The public sector wage bill comprises wages, salaries, allowances and other benefits awarded to all public sector employees as compensation for services delivered.
A wage bill that does not match economic and revenue growth means that there is less money to devote to development projects and the provision of social services such as medical care and education.
In recent years, the public sector wage bill has shown a positive trend.
This is due to revenue growth and several initiatives such as job evaluation of all state and public officer jobs, salary structures for state officers and public officers.
Other initiatives are public sector remuneration and benefit policy, four-year collective bargaining agreements, job grading structures based on the job evaluation results among others, that have been put in place by the Salaries and Remuneration Commission in collaboration with stakeholders.
However, more needs to be done to achieve a wage bill of 35 per cent of ordinary revenue, as per the PFM regulations (2015) and a wage bill to GDP of 7.5 per cent, in line with the average for developing countries.
The public sector wage bill in Kenya has not achieved the requirements of PFM regulations (2015).

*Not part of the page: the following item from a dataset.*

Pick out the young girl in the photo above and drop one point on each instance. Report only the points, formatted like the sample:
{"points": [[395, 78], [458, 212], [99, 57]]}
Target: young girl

This is due to the expansion of services to the citizenry for development goals, push for higher pay by public service employees and low productivity that leads to slow growth of revenue and the general economy.
There is therefore a need to join hands and help SRC in trying to reduce the already ballooned wage bill, through the initiatives that have been put in place.
A high public sector wage bill crowds out spending on development and negatively affects the government’s ability to render services.